In this scenario the extra delay to go over the network is fairly small,
thus the impact of low concurrency is fairly small, but the extra overhead
of going over the network a lot shows its impact on higher concurrency and
grows all the way up to 30%.

MySQL Cluster 7.6 and the thread pool

Looking at the graphs in the previous blog post one can see that
MySQL Cluster 7.6 using the shared memory transporter can improve
performance at very high thread counts by more than 100%. Still
the performance is still dropping fairly significantly moving from
512 to 1536 threads. The MySQL Server using the NDB transporter
scales very well on all sorts of architectures and using very many
cores. But I have noted that when the number of connections goes
beyond some limit (in my benchmarks usually around 512 threads),
the performance starts to drop.

Actually in the commercial version of MySQL Cluster help is available
to resolve this problem. The thread pool was developed by me and a team
of performance experts to ensure that MySQL using InnoDB would have
the same performance even with massive amounts of threads hitting at the
MySQL server. It still works for this purpose. I have never mentioned
the use of thread pool for MySQL Cluster before, but the fact of the matter
is that it works perfectly fine to use the thread pool in combination
with MySQL Cluster.

There is one limitation in the current thread pool implementation. The maximum
number of thread groups are 64. This limit was set since MySQL didn't scale
beyond this number using InnoDB in those days. NDB is a distributed engine,
so it works a bit differently for NDB compared to InnoDB. It would be possible
to make the integration of the thread pool and NDB a bit tighter. But even with
the current implementation NDB can be used perfectly fine with the thread pool.
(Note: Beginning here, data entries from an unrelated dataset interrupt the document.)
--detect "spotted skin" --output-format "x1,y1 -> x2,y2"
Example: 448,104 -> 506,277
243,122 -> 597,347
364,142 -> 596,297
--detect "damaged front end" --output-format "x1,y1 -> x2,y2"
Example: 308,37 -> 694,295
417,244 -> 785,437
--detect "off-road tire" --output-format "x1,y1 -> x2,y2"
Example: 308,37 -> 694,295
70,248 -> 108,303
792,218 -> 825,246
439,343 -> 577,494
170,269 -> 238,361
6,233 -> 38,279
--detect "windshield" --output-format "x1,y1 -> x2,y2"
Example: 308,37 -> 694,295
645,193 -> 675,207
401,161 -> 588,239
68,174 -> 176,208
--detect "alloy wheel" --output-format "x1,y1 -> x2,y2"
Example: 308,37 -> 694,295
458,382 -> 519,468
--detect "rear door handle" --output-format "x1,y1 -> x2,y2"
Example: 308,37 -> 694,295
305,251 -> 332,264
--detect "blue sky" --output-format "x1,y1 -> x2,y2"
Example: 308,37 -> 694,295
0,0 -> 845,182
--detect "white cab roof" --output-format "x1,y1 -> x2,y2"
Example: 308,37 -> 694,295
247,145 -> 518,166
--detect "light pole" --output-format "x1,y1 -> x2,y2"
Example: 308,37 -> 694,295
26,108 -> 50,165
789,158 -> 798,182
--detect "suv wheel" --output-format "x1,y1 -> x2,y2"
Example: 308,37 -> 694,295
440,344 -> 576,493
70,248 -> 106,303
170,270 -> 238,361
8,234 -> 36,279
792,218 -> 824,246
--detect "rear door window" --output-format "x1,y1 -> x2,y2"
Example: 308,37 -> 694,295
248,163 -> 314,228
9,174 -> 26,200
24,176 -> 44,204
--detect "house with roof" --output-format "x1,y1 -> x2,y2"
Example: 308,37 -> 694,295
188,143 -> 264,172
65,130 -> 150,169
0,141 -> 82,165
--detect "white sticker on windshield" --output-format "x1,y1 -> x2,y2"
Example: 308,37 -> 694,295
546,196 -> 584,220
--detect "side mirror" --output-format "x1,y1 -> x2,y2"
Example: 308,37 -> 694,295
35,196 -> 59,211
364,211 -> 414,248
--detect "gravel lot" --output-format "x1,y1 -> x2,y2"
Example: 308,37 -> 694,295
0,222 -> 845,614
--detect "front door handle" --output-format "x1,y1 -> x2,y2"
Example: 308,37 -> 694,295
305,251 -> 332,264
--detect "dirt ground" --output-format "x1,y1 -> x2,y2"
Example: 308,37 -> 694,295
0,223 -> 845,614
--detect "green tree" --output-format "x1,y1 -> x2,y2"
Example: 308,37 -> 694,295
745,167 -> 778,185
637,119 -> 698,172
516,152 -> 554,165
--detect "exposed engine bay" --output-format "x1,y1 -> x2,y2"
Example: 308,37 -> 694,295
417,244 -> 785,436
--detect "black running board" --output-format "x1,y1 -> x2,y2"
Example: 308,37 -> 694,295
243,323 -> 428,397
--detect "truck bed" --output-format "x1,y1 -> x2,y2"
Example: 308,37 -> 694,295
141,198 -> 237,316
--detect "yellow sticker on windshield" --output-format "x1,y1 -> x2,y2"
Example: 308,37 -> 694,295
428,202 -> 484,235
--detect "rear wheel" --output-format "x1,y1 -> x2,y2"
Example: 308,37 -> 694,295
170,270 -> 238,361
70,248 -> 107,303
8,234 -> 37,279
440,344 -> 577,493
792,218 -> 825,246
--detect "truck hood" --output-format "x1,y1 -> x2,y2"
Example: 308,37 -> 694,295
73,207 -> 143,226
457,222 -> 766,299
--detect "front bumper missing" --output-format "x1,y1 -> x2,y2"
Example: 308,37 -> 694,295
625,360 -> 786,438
The limit 64 means that it won't really be so useful to use the thread pool and
NDB in combination with MySQL servers that use more than 16 CPUs.
The graph above show how the thread pool compares to the performance of
MySQL Cluster 7.6 on a small MySQL Server. It loses 1-2% on low thread
counts, but it continues to deliver good results even when passing the 512 thread limit.

The graph below shows how MySQL Cluster 7.6.6 using the thread pool compares to
MySQL Cluster 7.5.9 without thread pool. We see the usual linear curve at
high concurrency for the thread pool, in this case however it is limited by
the 64 thread groups since the setup in this case have access to 30 CPUs using
one cluster connection. I did some experiments where I moved the limit of 64
up a bit (a minor change). The performance for most experiments has a
good setting with thread pool size set to 128 and in this case the performance
actually increases a small bit as the number of threads increase.


Tuesday, June 05, 2018

Colocated MySQL Server and NDB data nodes


Historically the advice for MySQL Cluster has been to not colocate
the MySQL Server and the NDB data node for scalable applications.

There are still reasons to apply this principle in scalable setups
where the application isn't close to the data.

But with MySQL Cluster 7.6 we have added a number of reasons why it
makes sense to colocate the MySQL Server and the NDB data node.

Internally in the NDB development we have had a debate about whether
to integrate the NDB data node inside the MySQL Server. The reasons
for this is that the MySQL Server will be closer to the data. The
argument against is that the NDB data node and the MySQL Server are
designed with different recovery models. NDB data nodes are failfast,
as soon as we find a fault that is not supposed to happen we will
crash the data node. The MySQL Server on the other hand tries to
stay up as much as possible since a crash of the MySQL Server brings
down the data accessibility. In NDB we always expect another data
node to have a synchronous replica, thus data is accessible even in
the case of a crash.

With MySQL Cluster 7.6 we have gotten the best of both worlds. We
can now communicate from the MySQL Server to a NDB data node using
a shared memory transporter. This means that communication goes
entirely through the memory of the machine, the communication between
a thread in the MySQL Server and a thread in the NDB data node
goes through memory and when a thread needs to wake up a thread a
mutex is used with a condition variable exactly as in the MySQL
Server. Still the NDB data node and the MySQL Server is separate
programs that can reside on machines independent of each other
and they can crash independently of each other.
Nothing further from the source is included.